If you want to cool room 74 during summer operation, take the flaps in the position shown in dashed lines. The exhaust gas from the expeller 1 is thus sucked into the open air directly by the exhaust gas fan 6. The room to be cooled 74, air is withdrawn via the connector 35 when the flap 36 is open. With regard to Exhaust gas cannot be sucked into the closed flap 41. The circulating air is possibly.

fed to the evaporator 29 together with fresh air through duct 34 and gives off its heat there. The air leaving the evaporator is cooled over the opened flap 38 by the fan 39 to the space to be cooled 74 above Inlet openings 40 supplied, the excess air fraction goes through the outlet opening 73 to the atmosphere.

It is also possible to let the ventilation work in recirculation mode, when the air inlet port 34 is closed. But it is also possible, exclusively Bring fresh air into the room.

It is still possible to leave it running when the heat pump is switched off of the fan 39 the space 74 via the fresh air intake opening 34 and the circulating air intake opening 35 to vent or to ventilate via the inlet openings 40.

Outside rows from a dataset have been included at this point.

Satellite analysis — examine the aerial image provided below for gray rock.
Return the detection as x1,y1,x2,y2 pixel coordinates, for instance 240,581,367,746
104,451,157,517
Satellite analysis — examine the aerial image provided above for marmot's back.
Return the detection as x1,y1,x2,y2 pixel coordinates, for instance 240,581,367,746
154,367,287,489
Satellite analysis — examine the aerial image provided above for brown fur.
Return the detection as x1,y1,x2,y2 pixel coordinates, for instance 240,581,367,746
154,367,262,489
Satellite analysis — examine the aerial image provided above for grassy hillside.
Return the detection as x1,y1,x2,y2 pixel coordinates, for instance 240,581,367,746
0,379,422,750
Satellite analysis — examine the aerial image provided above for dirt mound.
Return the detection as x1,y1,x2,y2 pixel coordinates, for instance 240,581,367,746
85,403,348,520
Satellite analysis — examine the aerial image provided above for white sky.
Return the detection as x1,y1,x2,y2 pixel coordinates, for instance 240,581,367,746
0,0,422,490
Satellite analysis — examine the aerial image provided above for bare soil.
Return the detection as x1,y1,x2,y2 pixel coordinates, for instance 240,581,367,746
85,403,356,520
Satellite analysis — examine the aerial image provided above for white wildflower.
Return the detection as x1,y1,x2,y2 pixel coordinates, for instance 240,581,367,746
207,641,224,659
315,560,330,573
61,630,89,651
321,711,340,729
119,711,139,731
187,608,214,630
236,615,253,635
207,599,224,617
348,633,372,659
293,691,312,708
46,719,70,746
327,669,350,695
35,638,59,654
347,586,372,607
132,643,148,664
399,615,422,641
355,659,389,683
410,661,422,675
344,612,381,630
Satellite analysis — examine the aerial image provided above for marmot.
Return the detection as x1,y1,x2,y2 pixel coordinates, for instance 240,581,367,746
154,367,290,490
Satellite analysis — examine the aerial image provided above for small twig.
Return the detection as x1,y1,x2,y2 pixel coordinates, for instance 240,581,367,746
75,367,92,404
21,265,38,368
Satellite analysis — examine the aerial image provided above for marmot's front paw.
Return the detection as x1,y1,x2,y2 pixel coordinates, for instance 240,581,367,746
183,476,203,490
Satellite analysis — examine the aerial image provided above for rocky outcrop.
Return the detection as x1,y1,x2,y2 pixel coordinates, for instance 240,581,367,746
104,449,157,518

During summer operation, the reversing valve 58 is switched by actuating the handle 69 so that the radiators 48 are disconnected from the circuit with exception of. As long as the domestic water heater 6 / requests heat, the priority switch valve 57 has a position in which the heating circuit fluid flows from the flow line 49 through the domestic water heater. However, if the domestic water heater cannot take any more heat from the sorption heat pump when a temperature limit that can be set on sensor 59 is exceeded, the priority valve switches back. Since the sorption heat pump remains in operation for cooling the installation room through the evaporator 29, the unwanted heat that now arises in the area of the heating circuit via the line 70 is the The cooling tower 71 is fed via the line 72 to the return 50 of the heating system. In the cooling tower 71, the excess heat is supplied to the outside air. At the moment when the temperature level in the interior 62 of the water heater 63 falls below the lower threshold set on the temperature sensor 59, the changeover valve 57 switches back to priority, the sorption heat pump then feeds the air through the evaporator 29 again while maintaining the cooling of the room air the utility water heater 6t-

Claims (2)

Claims 1. Sorptionswärmepijmpe with an expeller, a Absorber, a condenser and an expansion valve and an evaporator as well one connected via a heat exchanger of the absorber and / or the condenser Consumer circuit, characterized in that when heat is not consumed by the consumer circuit (49, 62, 48, 50) of this via a reversing valve (58) a cooler (71) is connected and that the evaporator (29) as a room air cooler is trained. 2. Sorption heat pump according to claim 1, characterized in that the switching of the switching valve (58) according to the temperature of the supply air on Connection. (34) of the air channel (33) takes place.